Toilets are available in the station buildings in Uppsala, Bärby, Marielund, Almunge, and Faringe. A toilet for disabled is available at Uppsala Östra. The toilets on the trains are closed for environmental reasons.
Platforms can be reach without steps at all stations. However, none of our passenger coaches is equipped with a wheelchair lift. Regretfully, we cannot handle electric wheelchairs.
Safety: No one, except ULJ personnel, is allowed to stand or walk in the tracks on stations or out on the line.
Railways first came to Sweden in the middle of the 19th century. The first standard gauge line for general use was opened in the Närke region in 1856. Uppsala got connected with Stockholm in 1866 thanks to the construction of the Northern Trunk Line.
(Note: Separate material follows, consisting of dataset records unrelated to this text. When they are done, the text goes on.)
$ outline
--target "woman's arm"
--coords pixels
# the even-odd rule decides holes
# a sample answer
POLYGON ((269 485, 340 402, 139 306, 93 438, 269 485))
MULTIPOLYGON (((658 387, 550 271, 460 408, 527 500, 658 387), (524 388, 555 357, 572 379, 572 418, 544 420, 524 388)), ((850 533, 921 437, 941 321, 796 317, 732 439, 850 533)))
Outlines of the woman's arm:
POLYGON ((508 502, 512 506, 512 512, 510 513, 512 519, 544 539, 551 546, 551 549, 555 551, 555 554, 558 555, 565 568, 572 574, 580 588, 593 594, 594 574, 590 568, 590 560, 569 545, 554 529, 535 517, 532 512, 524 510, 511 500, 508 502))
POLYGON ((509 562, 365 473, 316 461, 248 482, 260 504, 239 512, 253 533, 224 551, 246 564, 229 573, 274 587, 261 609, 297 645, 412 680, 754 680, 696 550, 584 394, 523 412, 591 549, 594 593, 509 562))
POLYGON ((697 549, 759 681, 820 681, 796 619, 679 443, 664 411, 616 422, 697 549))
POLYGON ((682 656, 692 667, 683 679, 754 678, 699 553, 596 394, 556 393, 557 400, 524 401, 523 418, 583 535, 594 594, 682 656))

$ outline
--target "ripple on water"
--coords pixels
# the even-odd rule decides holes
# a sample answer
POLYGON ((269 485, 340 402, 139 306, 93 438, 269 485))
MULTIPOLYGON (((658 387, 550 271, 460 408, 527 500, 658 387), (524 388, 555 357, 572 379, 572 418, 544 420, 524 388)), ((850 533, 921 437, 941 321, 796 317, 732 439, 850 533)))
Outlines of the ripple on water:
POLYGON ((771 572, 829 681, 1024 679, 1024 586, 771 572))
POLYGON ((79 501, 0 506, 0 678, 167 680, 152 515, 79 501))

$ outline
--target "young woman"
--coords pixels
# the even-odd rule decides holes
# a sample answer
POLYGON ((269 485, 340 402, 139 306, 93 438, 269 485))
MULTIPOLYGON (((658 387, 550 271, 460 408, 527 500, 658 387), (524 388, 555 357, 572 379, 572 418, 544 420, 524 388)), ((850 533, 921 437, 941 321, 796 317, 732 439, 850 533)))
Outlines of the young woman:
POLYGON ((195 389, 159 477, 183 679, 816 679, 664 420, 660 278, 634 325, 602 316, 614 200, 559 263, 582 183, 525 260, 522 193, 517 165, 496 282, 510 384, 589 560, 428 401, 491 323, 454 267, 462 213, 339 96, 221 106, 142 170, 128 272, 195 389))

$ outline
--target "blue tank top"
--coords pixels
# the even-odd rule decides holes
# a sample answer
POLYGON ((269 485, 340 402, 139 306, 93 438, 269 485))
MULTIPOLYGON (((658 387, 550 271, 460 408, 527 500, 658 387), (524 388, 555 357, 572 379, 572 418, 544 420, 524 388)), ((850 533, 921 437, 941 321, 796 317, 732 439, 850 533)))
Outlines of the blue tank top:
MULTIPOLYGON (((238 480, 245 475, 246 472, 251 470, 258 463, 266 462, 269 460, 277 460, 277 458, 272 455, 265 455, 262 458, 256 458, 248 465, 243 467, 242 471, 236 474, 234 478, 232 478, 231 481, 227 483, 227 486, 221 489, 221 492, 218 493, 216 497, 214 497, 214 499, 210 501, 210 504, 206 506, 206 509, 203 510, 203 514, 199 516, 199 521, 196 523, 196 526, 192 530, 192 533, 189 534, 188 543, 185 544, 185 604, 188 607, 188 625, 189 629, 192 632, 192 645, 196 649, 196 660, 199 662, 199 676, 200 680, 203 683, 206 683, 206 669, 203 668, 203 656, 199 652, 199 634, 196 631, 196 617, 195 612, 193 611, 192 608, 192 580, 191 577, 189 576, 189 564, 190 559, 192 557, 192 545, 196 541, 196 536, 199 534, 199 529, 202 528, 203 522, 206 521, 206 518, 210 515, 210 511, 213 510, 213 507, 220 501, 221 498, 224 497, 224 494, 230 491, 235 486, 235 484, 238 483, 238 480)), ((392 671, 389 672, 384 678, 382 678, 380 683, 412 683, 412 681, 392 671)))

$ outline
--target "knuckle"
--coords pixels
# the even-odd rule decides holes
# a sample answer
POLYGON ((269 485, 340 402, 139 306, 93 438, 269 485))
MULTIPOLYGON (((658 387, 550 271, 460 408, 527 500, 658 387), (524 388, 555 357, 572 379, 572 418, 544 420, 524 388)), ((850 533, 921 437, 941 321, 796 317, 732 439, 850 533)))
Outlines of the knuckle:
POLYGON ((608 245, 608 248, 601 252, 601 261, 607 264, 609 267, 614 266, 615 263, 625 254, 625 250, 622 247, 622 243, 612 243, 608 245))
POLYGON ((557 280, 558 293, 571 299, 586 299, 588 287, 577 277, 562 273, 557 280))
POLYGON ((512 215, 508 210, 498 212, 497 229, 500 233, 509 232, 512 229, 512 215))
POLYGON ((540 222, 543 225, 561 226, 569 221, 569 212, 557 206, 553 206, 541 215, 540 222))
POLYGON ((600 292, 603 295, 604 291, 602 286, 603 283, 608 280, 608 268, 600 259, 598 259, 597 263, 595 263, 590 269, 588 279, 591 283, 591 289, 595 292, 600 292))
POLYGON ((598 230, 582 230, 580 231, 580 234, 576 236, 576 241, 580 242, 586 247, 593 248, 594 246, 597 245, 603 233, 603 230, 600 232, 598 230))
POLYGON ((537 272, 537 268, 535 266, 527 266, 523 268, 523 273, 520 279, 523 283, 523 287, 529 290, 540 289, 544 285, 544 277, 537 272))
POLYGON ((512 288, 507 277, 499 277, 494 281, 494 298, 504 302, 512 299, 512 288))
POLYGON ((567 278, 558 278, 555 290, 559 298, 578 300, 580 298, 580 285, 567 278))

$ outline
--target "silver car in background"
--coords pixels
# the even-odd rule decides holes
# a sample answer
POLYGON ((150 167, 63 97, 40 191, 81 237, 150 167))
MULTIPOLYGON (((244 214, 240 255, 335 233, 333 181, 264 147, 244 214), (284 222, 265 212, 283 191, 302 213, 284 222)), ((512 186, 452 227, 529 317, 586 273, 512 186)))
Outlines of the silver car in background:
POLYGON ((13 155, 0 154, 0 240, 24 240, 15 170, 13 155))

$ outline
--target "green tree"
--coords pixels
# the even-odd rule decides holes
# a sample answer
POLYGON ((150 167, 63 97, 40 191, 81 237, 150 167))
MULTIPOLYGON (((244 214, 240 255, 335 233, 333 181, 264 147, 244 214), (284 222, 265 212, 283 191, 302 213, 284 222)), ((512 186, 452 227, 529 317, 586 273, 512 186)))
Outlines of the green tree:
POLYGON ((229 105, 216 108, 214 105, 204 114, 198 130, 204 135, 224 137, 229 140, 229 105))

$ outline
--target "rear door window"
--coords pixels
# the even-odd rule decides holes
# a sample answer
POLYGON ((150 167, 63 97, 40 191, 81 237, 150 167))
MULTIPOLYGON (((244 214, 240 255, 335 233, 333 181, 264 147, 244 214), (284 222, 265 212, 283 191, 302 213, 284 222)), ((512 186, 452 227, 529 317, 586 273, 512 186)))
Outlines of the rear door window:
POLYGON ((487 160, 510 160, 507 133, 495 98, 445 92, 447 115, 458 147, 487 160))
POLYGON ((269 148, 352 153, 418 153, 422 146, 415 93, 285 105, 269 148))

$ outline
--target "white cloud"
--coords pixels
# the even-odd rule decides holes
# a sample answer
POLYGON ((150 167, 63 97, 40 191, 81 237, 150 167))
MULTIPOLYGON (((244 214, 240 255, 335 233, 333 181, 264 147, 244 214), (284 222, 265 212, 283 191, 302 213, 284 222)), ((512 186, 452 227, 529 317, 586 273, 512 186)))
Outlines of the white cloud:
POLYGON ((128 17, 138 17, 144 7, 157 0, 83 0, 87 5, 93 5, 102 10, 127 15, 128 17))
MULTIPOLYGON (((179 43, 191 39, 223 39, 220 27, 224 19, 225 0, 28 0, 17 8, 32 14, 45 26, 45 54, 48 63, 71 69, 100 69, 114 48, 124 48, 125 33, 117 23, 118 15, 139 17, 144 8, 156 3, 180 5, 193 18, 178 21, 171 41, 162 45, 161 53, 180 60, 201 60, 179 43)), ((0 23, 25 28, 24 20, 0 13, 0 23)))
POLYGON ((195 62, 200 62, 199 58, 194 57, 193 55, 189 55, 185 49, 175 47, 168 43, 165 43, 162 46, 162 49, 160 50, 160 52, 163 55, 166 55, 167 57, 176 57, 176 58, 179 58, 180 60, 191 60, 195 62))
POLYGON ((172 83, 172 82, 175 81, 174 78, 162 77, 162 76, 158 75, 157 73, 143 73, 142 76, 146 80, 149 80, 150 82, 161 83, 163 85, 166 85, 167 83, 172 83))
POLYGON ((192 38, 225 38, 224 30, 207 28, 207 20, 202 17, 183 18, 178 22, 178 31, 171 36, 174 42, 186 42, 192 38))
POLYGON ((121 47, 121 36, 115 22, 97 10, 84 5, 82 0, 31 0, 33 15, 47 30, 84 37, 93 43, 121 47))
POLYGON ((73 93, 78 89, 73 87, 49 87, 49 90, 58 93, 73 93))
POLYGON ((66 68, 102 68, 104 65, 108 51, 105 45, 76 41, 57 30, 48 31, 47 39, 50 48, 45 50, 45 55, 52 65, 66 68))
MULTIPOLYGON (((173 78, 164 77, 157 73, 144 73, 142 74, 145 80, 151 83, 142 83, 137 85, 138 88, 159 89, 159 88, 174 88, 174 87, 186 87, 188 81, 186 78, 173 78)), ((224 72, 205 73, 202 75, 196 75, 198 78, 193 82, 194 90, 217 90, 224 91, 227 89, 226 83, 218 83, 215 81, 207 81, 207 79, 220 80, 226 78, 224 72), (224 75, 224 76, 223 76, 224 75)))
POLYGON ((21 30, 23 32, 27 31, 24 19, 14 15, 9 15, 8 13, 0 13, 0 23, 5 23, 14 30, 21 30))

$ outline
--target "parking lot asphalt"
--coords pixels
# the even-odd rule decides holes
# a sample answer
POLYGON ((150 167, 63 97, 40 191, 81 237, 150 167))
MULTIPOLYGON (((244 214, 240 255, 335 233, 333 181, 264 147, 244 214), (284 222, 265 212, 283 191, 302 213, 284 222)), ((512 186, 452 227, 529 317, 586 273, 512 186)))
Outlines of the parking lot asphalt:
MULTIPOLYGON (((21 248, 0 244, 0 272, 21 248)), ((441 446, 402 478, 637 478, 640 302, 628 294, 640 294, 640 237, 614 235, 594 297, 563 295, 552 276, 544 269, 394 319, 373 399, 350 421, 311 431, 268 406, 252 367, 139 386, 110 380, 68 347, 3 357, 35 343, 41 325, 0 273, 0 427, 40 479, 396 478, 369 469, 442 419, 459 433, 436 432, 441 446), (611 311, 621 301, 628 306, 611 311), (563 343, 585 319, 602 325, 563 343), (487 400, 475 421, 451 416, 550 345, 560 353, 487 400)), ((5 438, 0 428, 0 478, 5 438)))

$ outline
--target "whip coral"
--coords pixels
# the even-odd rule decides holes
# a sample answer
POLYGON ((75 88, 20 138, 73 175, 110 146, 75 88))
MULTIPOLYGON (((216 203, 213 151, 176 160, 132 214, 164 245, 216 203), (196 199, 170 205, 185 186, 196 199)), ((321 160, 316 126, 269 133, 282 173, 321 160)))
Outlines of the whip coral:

On November 5, 1876, the narrow gauge line Uppsala-Länna, with the classical gauge of 891 mm, was inaugurated.
This was the start of the construction of several railways in the Eastern parts of Uppland, resulting in an extensive narrow gauge network. In the middle of the 1920's it reached it's greatest extension of 330 kms, from Uppsala in the West to Norrtälje in the East and from Stockholm in the South to Lövstabruk in the North.
After the second world war the situation changed. Traffic declined and railway lines were abandoned. Rails were taken out and tracks dismounted. From the middle of the 1950's over 200 kms of the narrow gauge network disappeared. Remaining today are only 65 kms commuter lines North of Stockholm, the line 39 kms Dannemora-Hargshamn rebuilt to standard gauge, and the Uppsala-Länna-Faringe heritage line of 33 kms. Here museums trains have rolled every summer since 1974.